Heat waves and poor air quality go hand and hand.
Heat waves and pollution. I’m Bob Hirshon and this is Science Update.
In the summer of 2006, hundreds died as temperatures reached the 120’s as far north as South Dakota. Princeton atmospheric scientist Jordan Schnell says heat waves kill partly because they co-occur with pollution, chiefly ground-level ozone and particulates.
And what happens is we don’t have a whole lot of winds at the surface, we don’t have any rain to clear anything out, so basically nothing’s being diluted and it just builds up over the course of the multiple days.
In the Proceedings of the National Academy of Sciences, Schnell reports on research done while at UC Irvine studying 15 years of heat waves and modeling how the heat and pollution spread and persist. The work will help provide early warnings of life-threatening events and predict the longer term effects of climate change. I’m Bob Hirshon for AAAS, the science society.
Making Sense of the Research
Heat-related deaths are a cause for concern in many countries, especially among vulnerable populations, like older adults and young children. According to the Centers for Disease Control, there were a total of 7,233 heat-related deaths in the U.S. between the years of 1999 and 2009. In that time, an average of 658 people died of heat-related causes in the U.S. each year. Worldwide, nine of the top 10 heat waves with the most fatalities have occurred since 2000, according to data in EM-DAT, an international disaster database. These nine heat waves caused 128,885 deaths around the world.
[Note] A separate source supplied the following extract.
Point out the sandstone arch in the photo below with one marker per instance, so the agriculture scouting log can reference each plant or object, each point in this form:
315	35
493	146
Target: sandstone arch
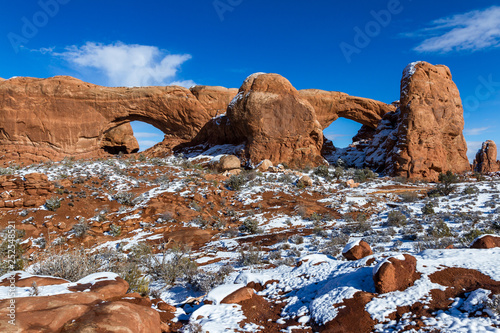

What happens, though, when a heat wave is combined with air pollution? That is the question that Schnell and his colleagues wanted to understand. In order to carry out this study, the researchers examined 15 years of surface observations (1999–2013) for the eastern United States and Canada. The researchers overlaid a grid of one-degree-square segments onto a map of the region and analyzed the recorded levels of surface ozone, amounts of fine particulate matter (pollution), and maximum temperatures between April and September for each year. This allowed them to construct a climatological picture of the duration, coincidence, and overlap of each of these factors.
The research suggests that slow-moving high-pressure systems in summer accumulate pollutants and heat. Scorching temperatures, low precipitation, strong sunlight, and low wind speeds allow heat and poor-quality air to stagnate in a given location for an extended period of time.
“These conditions increase the emission of biogenic volatile organic compounds, which boost the production of surface ozone and other aerosols,” said Schnell. “The droughtlike conditions that exist in heat waves reduce soil moisture, making near-surface temperatures hotter and inhibiting the role played by vegetation in absorbing ozone, resulting in lower air quality.” These factors combine to worsen the health impacts on humans, leading to more heat-related deaths.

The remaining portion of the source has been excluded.